This year has been seismic and monumental, serving us a pandemic, global unrest, and numerous political shakeups. Here, we round up the artists and photographers who captured it best
The Self-Isolation Photographic Diaries
Earlier this year, AnOther invited nine photographers – including Brianna Capozzi, Laura Coulson and Dougie Irvine – to document their lives under lockdown. Each week, for ten weeks, they sent us an image that encapsulated their experiences during the pandemic, ranging from webcam screenshots to spontaneous street photography.
Seesaw by Bex Day
When her usual work was paused during the pandemic, London photographer Bex Day turned the camera on herself. The resulting series of self-portraits became a new personal project, titled Seesaw, which aimed to highlight “the emotional ups and downs” that come with lockdown life.
My Body In A Box by Penny Slinger
British artist Penny Slinger put her own surreal spin on the pandemic this year, creating a series of photomontages of her naked body trapped in a variety of different boxes. The project, simply titled My Body In A Box, was an attempt to “to explore the psychological entrapment and fears” that can be caused by a pandemic.
This Immediate Life
Earlier this year, conceptual arts collective This Immediate Life began inviting people to send in their lockdown self-portraits. Submissions swiftly poured in from all over the world, with creatives from the US, Europe and Asia sending in their responses. “We wanted to create something positive, uplifting, and collaborative,” the collective told AnOther earlier this year.
Pictures for Elmhurst
A host of acclaimed New York photographers joined forces earlier this year to raise funds for one of the city’s busiest, and most hardest-hit, Covid-19 treatment centres. The online print sale attracted 96 names – including Justine Kurland, Tyler Mitchell and Drew Jarrett – who all donated profits to Elmhurst Hospital in Queens.
Photographs for the Trussell Trust
... And in the UK this goodwill continued, with a print sale honouring the country’s largest food bank charity, The Trussell Trust. 140 photographers, including legendary image-makers such as Martin Parr, Jeremy Deller and Mark Borthwick, as well as breakout talent, donated their work to the initiative, raising urgent funds for people in need of food and emergency support.
FREE FILM: JUNE 2020
“FREE FILM: JUNE 2020 got kicked off as a response to dramatic shifts in the global landscape due to Covid-19 and protests over systemic racial injustice,” artist Neil Hamamoto told AnOther this summer. His project, FREE FILM, distributes free rolls of 35-millimetre film to photographers from around the world, alongside an abstract creative brief. This year, though, the project was dominated by the Black Lives Matter protests, with 200 global photographers sharing their monochrome perspectives.
Viral Paintings by Marc Quinn
Marc Quinn’s uncovered his powerful new lockdown-inspired project, Viral Paintings, earlier this year. The series shows the artist repurpose stories from his digital news diet, creating giant portraits taken from his iPhone screen. “The barrier between the virtual and digital is melting,” Quinn explained, in an interview about the project with Jefferson Hack. “I think that the question of how we negotiate that very border between virtuality and reality is one of the big questions of the 21st century.”

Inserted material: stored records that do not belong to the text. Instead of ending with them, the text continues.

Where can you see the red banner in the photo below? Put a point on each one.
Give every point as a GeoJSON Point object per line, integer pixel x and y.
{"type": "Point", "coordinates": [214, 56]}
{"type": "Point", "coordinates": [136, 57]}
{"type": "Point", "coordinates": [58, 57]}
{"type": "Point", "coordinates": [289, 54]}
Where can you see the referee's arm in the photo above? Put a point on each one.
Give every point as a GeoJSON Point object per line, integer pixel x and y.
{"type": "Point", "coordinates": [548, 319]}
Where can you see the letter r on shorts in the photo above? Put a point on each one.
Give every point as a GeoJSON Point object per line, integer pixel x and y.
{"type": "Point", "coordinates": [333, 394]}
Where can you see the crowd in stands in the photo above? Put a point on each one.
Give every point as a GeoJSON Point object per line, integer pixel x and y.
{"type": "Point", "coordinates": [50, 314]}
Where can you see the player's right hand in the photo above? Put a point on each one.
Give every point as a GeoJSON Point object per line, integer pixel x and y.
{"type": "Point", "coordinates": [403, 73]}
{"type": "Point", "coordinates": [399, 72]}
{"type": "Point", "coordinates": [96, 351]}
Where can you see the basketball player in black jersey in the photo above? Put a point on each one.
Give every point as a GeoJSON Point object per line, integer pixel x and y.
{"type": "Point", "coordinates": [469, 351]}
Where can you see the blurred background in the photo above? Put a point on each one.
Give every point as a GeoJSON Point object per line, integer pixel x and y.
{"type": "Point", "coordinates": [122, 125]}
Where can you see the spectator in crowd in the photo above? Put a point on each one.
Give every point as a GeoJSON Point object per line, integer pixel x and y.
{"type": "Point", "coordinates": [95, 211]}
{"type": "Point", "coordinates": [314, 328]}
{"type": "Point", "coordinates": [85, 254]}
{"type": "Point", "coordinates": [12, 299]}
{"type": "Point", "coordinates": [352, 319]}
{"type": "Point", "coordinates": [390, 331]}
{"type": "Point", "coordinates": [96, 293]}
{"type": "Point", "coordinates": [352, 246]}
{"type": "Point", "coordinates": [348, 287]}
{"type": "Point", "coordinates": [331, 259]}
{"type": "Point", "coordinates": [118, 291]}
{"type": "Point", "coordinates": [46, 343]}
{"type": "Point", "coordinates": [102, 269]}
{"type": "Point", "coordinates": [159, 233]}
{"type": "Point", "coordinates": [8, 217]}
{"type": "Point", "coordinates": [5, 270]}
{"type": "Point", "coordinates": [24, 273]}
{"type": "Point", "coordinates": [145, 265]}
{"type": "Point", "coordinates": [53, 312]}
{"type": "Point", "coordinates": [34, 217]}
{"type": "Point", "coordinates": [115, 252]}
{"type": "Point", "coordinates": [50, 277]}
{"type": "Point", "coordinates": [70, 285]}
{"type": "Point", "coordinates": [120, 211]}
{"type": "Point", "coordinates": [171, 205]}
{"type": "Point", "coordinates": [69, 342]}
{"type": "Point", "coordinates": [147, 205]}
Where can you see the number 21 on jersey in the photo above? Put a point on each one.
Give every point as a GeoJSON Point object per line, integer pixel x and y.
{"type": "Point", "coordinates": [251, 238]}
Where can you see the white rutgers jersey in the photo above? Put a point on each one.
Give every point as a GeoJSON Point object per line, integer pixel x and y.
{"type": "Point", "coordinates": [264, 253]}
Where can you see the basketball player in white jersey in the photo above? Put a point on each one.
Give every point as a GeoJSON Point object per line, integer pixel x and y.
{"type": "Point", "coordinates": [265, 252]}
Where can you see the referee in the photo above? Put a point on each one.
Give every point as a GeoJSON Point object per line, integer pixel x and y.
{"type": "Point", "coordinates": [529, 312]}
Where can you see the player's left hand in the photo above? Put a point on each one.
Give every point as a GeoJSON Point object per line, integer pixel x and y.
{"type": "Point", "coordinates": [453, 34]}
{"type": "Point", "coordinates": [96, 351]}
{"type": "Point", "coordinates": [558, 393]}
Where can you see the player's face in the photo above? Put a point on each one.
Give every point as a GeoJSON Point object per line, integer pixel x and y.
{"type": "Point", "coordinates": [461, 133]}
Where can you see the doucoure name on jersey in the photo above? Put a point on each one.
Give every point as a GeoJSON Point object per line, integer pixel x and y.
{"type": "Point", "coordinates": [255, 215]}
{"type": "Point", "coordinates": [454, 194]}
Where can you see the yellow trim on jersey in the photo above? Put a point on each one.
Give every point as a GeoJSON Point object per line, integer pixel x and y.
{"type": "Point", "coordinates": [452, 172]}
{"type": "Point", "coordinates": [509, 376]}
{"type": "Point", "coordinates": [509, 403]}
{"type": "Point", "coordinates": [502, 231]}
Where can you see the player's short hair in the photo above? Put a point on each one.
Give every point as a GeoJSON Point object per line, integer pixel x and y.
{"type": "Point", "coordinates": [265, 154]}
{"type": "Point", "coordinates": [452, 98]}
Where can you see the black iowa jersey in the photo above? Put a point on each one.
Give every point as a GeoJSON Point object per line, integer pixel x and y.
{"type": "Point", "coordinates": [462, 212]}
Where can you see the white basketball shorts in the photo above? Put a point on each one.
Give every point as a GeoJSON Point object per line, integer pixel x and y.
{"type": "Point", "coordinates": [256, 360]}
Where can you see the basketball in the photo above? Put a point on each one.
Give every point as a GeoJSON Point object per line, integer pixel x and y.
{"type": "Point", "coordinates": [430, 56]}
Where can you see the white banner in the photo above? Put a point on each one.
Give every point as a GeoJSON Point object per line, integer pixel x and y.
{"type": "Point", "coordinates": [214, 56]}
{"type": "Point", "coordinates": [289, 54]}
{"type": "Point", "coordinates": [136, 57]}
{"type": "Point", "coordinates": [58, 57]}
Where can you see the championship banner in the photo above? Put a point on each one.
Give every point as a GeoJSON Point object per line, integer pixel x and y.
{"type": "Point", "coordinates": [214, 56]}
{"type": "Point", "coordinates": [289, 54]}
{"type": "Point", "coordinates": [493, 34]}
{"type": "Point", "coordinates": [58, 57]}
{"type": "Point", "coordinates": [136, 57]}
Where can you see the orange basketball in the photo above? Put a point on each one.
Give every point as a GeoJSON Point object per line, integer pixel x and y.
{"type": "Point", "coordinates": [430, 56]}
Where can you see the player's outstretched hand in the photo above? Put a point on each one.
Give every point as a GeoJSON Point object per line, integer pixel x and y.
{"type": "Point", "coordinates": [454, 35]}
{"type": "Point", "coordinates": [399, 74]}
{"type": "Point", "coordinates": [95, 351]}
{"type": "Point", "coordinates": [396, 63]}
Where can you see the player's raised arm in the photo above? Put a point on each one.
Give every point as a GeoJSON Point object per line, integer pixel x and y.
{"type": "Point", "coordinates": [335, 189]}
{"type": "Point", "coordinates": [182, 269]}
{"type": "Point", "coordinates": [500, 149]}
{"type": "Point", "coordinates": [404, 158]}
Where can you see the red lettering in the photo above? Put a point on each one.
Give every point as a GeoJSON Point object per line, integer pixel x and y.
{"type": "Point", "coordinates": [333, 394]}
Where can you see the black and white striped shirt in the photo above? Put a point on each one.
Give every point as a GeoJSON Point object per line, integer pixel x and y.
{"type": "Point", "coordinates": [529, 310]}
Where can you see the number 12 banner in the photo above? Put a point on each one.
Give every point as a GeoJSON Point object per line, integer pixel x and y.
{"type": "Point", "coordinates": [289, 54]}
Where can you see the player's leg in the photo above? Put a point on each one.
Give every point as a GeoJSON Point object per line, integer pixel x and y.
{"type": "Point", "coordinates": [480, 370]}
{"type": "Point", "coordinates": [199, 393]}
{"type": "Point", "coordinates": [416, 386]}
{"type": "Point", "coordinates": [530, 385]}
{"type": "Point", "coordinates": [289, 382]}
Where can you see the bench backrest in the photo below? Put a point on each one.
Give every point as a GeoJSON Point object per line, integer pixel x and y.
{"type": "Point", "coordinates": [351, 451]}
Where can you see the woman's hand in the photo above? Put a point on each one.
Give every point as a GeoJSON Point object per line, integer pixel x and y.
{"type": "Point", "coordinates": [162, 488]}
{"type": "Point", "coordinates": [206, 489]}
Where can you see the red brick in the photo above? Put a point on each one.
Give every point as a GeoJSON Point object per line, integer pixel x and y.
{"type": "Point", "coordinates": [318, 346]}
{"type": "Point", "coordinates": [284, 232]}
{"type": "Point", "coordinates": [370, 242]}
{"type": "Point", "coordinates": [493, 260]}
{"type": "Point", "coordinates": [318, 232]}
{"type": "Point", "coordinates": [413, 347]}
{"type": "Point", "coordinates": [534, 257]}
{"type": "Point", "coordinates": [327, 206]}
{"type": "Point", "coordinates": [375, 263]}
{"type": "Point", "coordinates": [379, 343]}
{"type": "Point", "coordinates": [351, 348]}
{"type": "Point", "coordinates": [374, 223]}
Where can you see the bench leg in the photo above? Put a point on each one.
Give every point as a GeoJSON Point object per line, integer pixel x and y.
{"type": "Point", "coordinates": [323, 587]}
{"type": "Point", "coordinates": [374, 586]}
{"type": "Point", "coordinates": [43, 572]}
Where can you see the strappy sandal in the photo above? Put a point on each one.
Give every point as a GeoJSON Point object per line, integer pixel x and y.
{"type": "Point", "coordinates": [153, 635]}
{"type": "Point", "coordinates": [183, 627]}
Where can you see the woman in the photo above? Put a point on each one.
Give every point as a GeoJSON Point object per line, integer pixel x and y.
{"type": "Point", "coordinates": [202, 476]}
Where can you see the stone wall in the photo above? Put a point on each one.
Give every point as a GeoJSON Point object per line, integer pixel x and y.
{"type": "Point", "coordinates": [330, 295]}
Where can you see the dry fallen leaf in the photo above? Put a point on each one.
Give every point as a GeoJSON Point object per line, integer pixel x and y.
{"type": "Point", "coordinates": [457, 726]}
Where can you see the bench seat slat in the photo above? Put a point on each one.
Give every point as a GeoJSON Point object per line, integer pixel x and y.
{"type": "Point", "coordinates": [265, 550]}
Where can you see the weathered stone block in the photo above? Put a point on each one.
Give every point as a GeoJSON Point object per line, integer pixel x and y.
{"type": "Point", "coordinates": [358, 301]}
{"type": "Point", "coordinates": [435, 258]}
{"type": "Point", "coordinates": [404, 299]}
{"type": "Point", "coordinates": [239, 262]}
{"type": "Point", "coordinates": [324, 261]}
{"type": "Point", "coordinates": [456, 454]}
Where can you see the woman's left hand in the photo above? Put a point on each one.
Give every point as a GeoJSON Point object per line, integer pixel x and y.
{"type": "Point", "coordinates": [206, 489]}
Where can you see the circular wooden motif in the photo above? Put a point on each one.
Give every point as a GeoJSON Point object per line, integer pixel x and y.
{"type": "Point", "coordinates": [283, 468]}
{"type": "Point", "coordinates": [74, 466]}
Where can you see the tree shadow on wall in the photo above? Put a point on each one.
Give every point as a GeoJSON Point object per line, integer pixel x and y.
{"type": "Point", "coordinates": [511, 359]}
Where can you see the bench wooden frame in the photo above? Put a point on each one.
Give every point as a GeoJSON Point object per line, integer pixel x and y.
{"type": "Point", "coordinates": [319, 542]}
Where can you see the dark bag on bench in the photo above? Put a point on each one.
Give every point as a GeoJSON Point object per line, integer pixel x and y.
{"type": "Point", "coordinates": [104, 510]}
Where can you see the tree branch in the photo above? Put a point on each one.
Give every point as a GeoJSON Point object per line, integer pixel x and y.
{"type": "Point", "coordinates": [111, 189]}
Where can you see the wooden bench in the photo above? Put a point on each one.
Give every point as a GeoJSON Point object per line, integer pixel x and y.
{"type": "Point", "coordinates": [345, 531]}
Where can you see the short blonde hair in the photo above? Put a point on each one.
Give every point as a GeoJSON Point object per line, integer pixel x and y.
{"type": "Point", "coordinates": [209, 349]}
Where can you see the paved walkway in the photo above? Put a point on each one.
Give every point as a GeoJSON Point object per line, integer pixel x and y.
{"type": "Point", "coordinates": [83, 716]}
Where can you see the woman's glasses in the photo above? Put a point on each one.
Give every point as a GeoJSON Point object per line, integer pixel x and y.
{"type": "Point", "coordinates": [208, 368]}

Election Day in New York by Devin Doyle
Photographer Devin Doyle documents one of the most fraught election days in US history, heading to the streets of New York as voters cast their ballots. Although it’s still a Democratic stronghold, he manages to capture the city’s intensifying divisions, and the surprising amount of Trumpian support that’s bubbling under its surface.
Election Day in Alabama by Fumi Nagasaka
Fumi Nagasaka shares a similar story in her Alabama-based photo essay, only with very different results. The photographer heads to the Southern state, which has voted Republican in every election since 1980, to capture voters on the way to the polls.